Thus, I am first going to encapsulate the offset parameter in the host. F3 will ask for the power table it should use for an instance. This means the offset configuration lives in the host, and subtraction of the offset happens on the host side.

It's not perfect, but I think we'd introduce a bunch of unnecessary complexity to try to keep the parameter in F3: reworking the simulation testing setup to account for offsets, adjusting tests that use power table fluctuations, converting instance to int64 everywhere. We can always come back to do this later if we don't like it.

IMO, we should use int64 for instances regardless (I've seen too many issues with MaxUint64 overflowing int64).
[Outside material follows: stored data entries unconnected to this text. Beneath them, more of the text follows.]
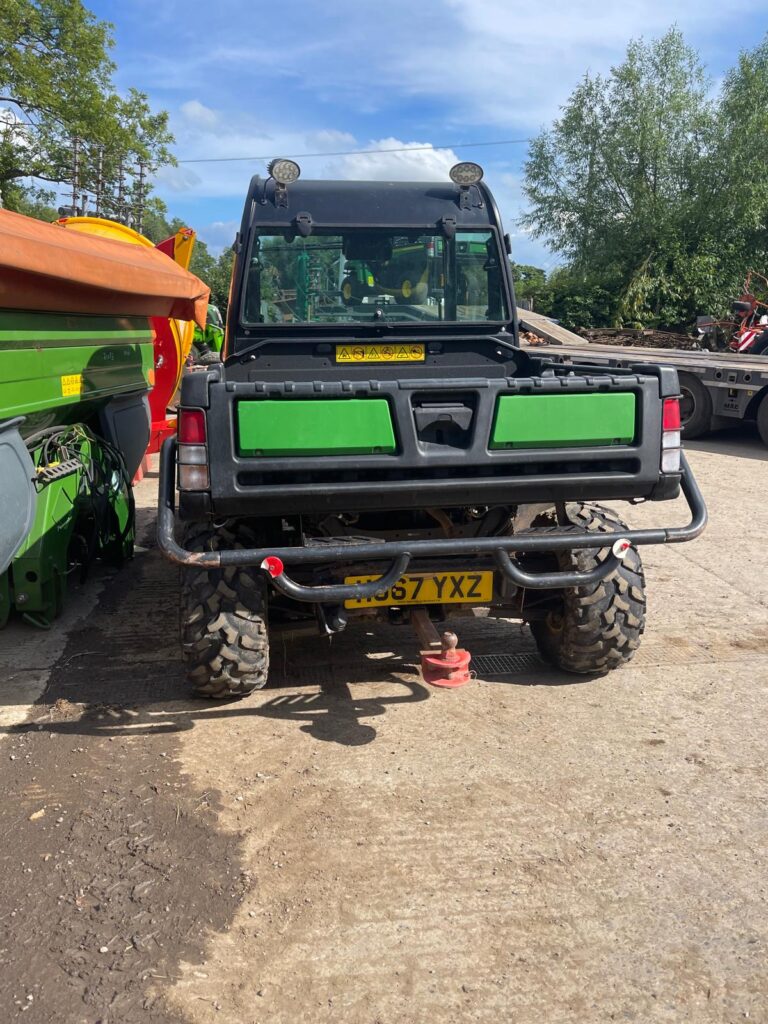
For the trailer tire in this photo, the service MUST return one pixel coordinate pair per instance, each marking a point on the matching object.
(695, 407)
(224, 638)
(599, 626)
(762, 419)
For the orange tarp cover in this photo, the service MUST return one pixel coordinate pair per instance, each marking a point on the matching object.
(47, 267)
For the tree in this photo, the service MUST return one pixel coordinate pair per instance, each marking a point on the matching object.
(531, 287)
(619, 185)
(64, 122)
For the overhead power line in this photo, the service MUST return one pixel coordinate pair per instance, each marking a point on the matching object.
(355, 153)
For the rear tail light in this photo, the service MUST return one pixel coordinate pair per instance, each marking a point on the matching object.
(192, 427)
(671, 417)
(671, 436)
(192, 454)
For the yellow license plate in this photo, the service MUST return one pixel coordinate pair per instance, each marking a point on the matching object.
(412, 352)
(429, 588)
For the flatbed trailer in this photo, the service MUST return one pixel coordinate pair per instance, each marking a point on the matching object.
(718, 388)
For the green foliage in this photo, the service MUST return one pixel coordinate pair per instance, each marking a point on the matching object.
(654, 194)
(531, 287)
(56, 86)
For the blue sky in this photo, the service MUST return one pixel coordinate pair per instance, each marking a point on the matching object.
(244, 78)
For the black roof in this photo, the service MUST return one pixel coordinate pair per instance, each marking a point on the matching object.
(369, 204)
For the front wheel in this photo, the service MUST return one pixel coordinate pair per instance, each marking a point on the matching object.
(596, 628)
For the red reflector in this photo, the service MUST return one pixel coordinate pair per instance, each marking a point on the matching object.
(192, 426)
(272, 565)
(671, 419)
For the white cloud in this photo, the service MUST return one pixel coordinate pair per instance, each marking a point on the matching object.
(200, 115)
(219, 235)
(415, 164)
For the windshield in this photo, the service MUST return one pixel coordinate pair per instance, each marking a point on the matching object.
(367, 275)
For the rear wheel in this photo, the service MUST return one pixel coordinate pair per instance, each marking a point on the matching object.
(695, 407)
(224, 638)
(596, 628)
(762, 419)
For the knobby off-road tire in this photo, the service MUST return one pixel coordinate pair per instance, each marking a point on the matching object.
(599, 626)
(695, 407)
(223, 619)
(762, 420)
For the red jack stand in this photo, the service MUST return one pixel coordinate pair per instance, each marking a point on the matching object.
(444, 664)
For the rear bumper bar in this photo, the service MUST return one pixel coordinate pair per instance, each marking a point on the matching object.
(400, 553)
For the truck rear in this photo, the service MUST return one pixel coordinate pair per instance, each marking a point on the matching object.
(377, 444)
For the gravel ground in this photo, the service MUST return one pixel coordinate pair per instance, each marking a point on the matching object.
(350, 846)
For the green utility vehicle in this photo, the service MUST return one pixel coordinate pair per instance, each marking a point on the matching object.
(377, 444)
(73, 399)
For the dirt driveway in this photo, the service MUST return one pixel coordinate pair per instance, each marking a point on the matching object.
(349, 846)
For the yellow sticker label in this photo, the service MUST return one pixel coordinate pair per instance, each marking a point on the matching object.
(72, 384)
(411, 352)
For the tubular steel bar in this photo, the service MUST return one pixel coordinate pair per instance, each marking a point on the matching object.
(545, 581)
(404, 551)
(341, 592)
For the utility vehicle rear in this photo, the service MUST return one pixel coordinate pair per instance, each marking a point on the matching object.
(377, 444)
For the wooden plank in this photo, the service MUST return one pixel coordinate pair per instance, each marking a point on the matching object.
(674, 356)
(545, 328)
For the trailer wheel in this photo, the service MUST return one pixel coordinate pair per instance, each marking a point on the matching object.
(224, 639)
(762, 419)
(596, 628)
(695, 407)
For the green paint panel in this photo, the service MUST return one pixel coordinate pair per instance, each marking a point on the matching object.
(53, 361)
(563, 420)
(322, 426)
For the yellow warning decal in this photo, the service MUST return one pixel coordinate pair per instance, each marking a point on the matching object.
(72, 384)
(410, 352)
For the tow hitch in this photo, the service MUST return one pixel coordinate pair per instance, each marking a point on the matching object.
(442, 662)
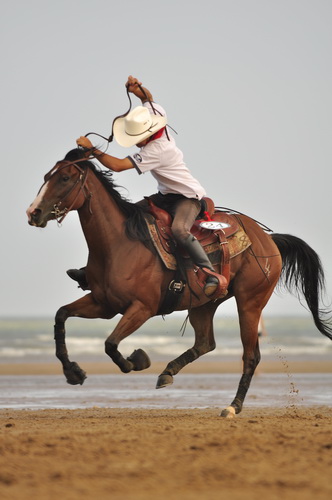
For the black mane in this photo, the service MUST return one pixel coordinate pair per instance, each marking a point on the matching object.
(136, 228)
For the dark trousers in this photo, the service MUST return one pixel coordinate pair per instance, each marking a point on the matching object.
(184, 212)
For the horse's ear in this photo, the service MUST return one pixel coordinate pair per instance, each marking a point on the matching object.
(74, 154)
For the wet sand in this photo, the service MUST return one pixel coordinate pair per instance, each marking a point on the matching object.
(199, 366)
(134, 453)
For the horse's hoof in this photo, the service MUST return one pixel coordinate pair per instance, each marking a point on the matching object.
(74, 374)
(140, 360)
(163, 380)
(228, 412)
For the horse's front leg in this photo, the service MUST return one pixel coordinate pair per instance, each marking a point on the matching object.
(201, 319)
(133, 318)
(84, 307)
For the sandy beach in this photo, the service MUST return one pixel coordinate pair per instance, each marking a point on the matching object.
(169, 454)
(129, 453)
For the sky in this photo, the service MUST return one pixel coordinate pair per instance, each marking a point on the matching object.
(245, 83)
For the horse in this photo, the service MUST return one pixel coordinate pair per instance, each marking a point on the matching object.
(126, 275)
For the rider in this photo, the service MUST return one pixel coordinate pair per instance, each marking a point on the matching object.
(179, 193)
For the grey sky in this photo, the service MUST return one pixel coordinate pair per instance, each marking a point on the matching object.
(246, 84)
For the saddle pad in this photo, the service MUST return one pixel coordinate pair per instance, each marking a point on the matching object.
(237, 243)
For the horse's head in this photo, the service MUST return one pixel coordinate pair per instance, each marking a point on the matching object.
(64, 189)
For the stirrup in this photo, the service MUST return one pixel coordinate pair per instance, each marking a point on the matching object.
(217, 291)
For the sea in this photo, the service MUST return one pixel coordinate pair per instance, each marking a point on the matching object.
(30, 340)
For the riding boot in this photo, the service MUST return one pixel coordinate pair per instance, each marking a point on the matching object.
(79, 276)
(198, 255)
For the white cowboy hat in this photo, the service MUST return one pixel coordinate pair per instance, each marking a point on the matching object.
(137, 126)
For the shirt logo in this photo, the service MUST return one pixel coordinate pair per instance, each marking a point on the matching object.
(137, 157)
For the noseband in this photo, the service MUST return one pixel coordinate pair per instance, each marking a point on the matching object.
(58, 212)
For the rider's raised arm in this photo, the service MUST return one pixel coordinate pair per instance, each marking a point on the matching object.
(135, 87)
(108, 161)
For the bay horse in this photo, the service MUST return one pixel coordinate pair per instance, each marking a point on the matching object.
(126, 275)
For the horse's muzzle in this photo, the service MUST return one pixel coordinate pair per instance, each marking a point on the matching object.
(35, 218)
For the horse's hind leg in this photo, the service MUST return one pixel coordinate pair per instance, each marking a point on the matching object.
(201, 319)
(84, 307)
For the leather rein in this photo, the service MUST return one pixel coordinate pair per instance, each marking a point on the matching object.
(58, 212)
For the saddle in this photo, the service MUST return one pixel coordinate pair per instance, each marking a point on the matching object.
(219, 244)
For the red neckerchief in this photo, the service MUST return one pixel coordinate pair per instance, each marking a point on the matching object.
(157, 135)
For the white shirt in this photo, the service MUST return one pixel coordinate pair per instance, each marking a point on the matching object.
(164, 160)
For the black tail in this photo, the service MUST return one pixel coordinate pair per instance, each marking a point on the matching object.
(302, 272)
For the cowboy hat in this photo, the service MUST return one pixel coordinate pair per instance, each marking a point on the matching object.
(137, 126)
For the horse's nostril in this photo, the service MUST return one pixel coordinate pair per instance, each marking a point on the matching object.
(35, 214)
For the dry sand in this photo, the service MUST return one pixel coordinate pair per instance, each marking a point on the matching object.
(102, 453)
(169, 454)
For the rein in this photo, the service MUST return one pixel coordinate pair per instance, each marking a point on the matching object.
(60, 214)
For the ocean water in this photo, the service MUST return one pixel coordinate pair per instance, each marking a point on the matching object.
(30, 340)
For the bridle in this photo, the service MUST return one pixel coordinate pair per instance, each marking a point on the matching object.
(58, 212)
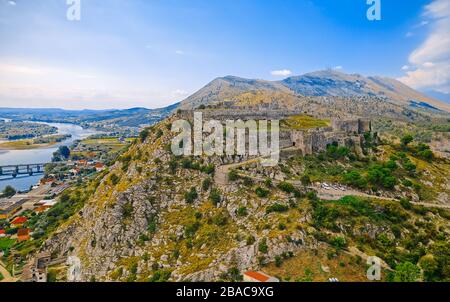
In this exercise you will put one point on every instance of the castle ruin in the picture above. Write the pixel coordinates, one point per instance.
(342, 132)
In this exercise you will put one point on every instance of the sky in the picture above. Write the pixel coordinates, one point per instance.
(152, 53)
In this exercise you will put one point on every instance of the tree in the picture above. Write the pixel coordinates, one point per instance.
(306, 181)
(215, 196)
(407, 272)
(430, 267)
(191, 196)
(9, 192)
(407, 139)
(64, 151)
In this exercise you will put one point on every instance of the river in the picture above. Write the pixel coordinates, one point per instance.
(13, 157)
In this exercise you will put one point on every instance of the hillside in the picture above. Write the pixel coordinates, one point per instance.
(317, 84)
(155, 217)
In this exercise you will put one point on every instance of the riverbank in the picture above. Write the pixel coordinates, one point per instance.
(24, 145)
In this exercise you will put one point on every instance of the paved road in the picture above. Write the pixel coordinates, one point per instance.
(6, 275)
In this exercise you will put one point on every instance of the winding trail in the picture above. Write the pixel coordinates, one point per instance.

That aside, I don't think having the lookback inside go-f3 will actually be all that difficult:

  1. We can still initialize instances with the desired power table (no lookback).
  2. A GetPowerTableFromInstance method can simply assert that the passed instance has the correct lookback for the instance being simulated, then return the power table.

Regarding Lotus having to store the power table, we are storing finality certificates, which should contain the power tables that are being finalized.

Well, the finality certificates only store power table diffs. But looking up the power table associated with an instance isn't difficult (instance - lookback_distance -> head ts -> power table).

See https://github.com/filecoin-project/go-f3/pull/273/files#r1610685278 for an example of the power tables I'll need if we implement #257.

Testing effectiveness of this broken out to #295